Intervention de Mounir Mahjoubi

Réunion du mercredi 27 septembre 2017 à 16h25
Commission des affaires culturelles et de l'éducation

Mounir Mahjoubi, secrétaire d'état chargé du numérique :

Au sujet du très haut débit dans la région Grand Est, je ne peux faire d'annonce miraculeuse mais je peux vous rappeler la position du Gouvernement, qui ne souhaite pas que les modèles des RIP soient mis en danger et que les opérateurs qui n'avaient pas souhaité participer au dispositif viennent perturber un équilibre dans lequel des sommes importantes d'argent public ont été engagées, et auquel les élus locaux ont surtout consacré beaucoup de temps – qui, valorisé en termes monétaires, représenterait des montants énormes. En effet, la mise en place d'un RIP revient pour les élus à déplacer une montagne : il faut y consacrer de nombreuses heures supplémentaires, mobiliser les services et parvenir à rassembler tous les acteurs économiques locaux autour d'une même dynamique. J'ai pleinement conscience de cette question que nous avons plusieurs fois rappelée. Quant aux annonces qui ont été faites, nous avons entendu beaucoup de choses mais vu peu d'action – et nous ne le souhaitons pas. Nous avons été fermes sur ce sujet que nous surveillons quotidiennement et dont nous avons pleinement conscience.

Concernant la manière plus fluide et agile de déterminer les zones de blocage, qu'il s'agisse de zones blanches, grises, mi-blanches ou mi-grises, nous peinons à dresser une photographie de la situation. La semaine dernière, l'ARCEP a mis en ligne une carte de qualité du réseau mobile – voix et textos – qui n'existait pas auparavant. Dès sa mise en ligne, j'ai reçu de nombreux messages directs sur Twitter de personnes qui publiaient la photographie de la zone de la carte dans laquelle ils se trouvaient et, en regard, celle du nombre de barres de réception apparaissant sur leur téléphone ; oui, la carte est imparfaite. Elle est imparfaite parce qu'elle a été réalisée au niveau central à partir des informations qui ont pu être collectées et corrigées par des captations locales. Un travail est en cours avec l'ARCEP et l'Agence du numérique pour massifier la capacité à récolter les informations provenant des utilisateurs afin de dresser une cartographie plus précise et plus réaliste de leur état de connexion. Je ne saurais vous dire aujourd'hui quand ce chantier aboutira, mais ce fut déjà un immense succès pour l'ARCEP et ses équipes, qui se sont beaucoup mobilisées, que de parvenir à établir cette carte.

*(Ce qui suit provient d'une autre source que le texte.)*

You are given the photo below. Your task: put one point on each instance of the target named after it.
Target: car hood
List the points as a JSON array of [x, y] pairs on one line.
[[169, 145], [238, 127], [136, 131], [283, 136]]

Lors du Plan Mobile lancé il y a deux ans, un outil de déclaration nourri par les préfets et les élus locaux avait été instauré. Cette première initiative fonctionne presque bien, mais elle n'est qu'expérimentale. Nous avons désormais beaucoup appris ; entre ces enseignements et les cartes de l'ARCEP, nous cernons mieux le sujet et allons pouvoir proposer des outils plus efficaces afin que chacun puisse alimenter ce type de cartes – les crowdsourcer – et ainsi identifier les zones lacunaires, de façon nuancée, la situation n'étant jamais toute blanche ou toute noire.

Qu'est-ce en effet qu'une bonne couverture de données ? Elle est à définir en fonction des usages : pour un adolescent qui souhaite regarder des films, une bonne couverture consiste à pouvoir visionner des vidéos en streaming, tandis qu'une personne qui se contentera de consulter ses messages voudra pouvoir charger ses réseaux sociaux rapidement ; l'une et l'autre activités ne demandent pas la même qualité de réseau. Nous travaillons sur ces sujets.

J'en viens au développement des start-ups et des territoires, dont je n'ai pas encore parlé car, comme je vous l'ai annoncé, la priorité va à la diversité. Même ainsi, le succès de la French tech tient à deux facteurs : sa présence dans les territoires et sa présence à l'étranger. Dans les territoires, l'initiative des réseaux French tech a été lancée voici dix-huit mois. Ces réseaux ont permis, à partir des métropoles, d'associer des villes plus petites et des territoires plus larges à cette dynamique sur des sujets spécifiques. C'est ainsi que des champions de la cybersécurité ont rejoint le réseau French tech et se trouvent en milieu rural. Concernant les silver techs – les technologies du « bien vieillir » –, le meilleur terrain de travail et d'expérimentation est précisément l'espace rural, comme pour les start-ups qui développent les technologies du déplacement multimodal ou qui travaillent dans le domaine de la santé connectée. Il n'est donc pas étonnant que plusieurs de nos belles start-ups soient aujourd'hui établies en milieu rural.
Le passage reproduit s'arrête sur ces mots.